Jeden Tag werden die Finanzmärkte mit neuen Hiobsbotschaften konfrontiert. Hier noch einige Milliarden Abschreibungsbedarf oder dort noch eine weitere Rettungsaktionen der Notenbanken und der Marktteilnehmer. In der Zwischenzeit schließt der Internationale Währungsfonds (IWF) eine Ausweitung der Finanzmarktkrise bis zu einem Gesamtschaden von rund 800 Mrd. US-Dollar nicht mehr aus. Eine der drei großen Ratingagenturen spricht gar von einem Abschreibungspotenzial von rund einer Billionen US-Dollar (das ist eine "1" mit zwölf Nullen: 1.000.000.000.000). Auch den letzten Optimisten ist in der Zwischenzeit klar geworden, dass wir uns mit Krisenmanagement und den Aufräumarbeiten noch einige Monate, wenn nicht gar Jahre, beschäftigen werden.
In diesem Kontext fordert Bundesbankpräsident Axel Weber (Bild) in einem heute veröffentlichten Interview ein stärkeres Bemühen um Transparenz durch Offenlegung der Risiken – nicht zuletzt um das Vertrauen zu fördern. "Die Marktteilnehmer brauchen Klarheit über alle Risiken", so Axel Weber. Unsicherheit ist nach Meinung des Bundesbank-Chefs nur durch Offenlegung des Wertberichtigungsbedarfs zu beseitigen. Weber: "Transparenz ist und bleibt das Gebot der Stunde. Das gilt nicht nur für die regulierten Banken, sondern für alle Finanzmarktakteure – Fonds, Private Equity-Unternehmen und Hedge-Fonds eingeschlossen."
Krisenmanagement ist zunächst Aufgabe der Banken
Konträr zu Deutsche-Bank-Chef Josef Ackermann, der die Finanzkrise mit einer konzertierten Aktion von Banken, Regierungen und Notenbanken bekämpfen will, setzt Weber auch auf die Selbstheilungskräfte der Märkte: "Bei der Überwachung und Lösung der eigenen Schwierigkeiten sind zunächst einmal die Banken selbst gefordert."

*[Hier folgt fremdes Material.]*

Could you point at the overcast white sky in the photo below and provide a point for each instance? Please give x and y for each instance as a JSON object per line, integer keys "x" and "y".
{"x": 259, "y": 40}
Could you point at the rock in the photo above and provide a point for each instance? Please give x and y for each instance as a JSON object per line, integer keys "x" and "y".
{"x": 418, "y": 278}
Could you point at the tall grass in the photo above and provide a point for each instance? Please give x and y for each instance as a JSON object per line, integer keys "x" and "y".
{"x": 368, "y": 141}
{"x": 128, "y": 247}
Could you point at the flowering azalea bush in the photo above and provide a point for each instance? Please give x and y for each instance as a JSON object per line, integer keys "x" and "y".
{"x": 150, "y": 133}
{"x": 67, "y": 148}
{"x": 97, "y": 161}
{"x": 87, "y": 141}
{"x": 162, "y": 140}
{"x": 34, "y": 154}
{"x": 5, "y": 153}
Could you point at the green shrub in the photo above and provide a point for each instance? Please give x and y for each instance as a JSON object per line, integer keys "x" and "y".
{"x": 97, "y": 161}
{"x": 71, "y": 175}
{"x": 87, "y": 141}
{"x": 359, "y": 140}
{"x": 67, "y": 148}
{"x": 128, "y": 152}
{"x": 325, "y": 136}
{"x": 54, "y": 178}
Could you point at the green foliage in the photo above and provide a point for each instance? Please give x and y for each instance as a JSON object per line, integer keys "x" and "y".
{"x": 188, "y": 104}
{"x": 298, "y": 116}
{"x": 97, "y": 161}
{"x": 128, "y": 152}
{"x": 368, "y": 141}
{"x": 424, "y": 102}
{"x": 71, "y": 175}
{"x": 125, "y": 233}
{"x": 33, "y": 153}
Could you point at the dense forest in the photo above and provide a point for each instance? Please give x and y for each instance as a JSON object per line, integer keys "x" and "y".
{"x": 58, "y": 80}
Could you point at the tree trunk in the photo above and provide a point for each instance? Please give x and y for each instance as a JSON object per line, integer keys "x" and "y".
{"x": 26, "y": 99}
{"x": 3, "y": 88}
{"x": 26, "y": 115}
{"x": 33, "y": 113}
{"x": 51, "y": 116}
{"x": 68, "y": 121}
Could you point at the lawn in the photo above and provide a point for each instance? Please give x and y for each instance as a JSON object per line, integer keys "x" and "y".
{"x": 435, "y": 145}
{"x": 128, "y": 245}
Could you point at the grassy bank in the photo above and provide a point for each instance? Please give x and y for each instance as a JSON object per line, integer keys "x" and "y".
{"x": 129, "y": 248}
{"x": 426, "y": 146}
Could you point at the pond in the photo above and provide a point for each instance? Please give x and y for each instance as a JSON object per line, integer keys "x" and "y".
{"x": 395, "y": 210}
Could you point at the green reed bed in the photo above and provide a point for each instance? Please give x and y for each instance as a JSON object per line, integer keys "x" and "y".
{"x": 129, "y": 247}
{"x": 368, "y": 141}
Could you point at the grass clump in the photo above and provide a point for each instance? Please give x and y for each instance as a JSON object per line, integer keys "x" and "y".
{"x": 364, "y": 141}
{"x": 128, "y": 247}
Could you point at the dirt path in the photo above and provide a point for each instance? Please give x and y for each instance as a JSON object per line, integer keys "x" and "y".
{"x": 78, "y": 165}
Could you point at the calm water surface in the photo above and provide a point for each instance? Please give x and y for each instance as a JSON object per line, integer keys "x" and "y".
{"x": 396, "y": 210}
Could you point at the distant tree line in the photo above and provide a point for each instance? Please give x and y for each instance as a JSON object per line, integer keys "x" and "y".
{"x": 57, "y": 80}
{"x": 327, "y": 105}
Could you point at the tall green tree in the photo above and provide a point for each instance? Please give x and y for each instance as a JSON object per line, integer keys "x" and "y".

Die Banken selbst können einen wichtigen Beitrag zur Begrenzung der Risiken leisten. Er wies darauf hin, dass sie einen wichtigen Schlüssel für die weitere Entwicklung der Märkte in den nächsten neun Monaten selbst in der Hand halten. Zur Beruhigung der Märkte sei vor allem ein gegenseitiges Vertrauen unabdingbar. Und ein Vertrauen der Marktteilnehmer erfordert eine hohe Transparenz der Risiken.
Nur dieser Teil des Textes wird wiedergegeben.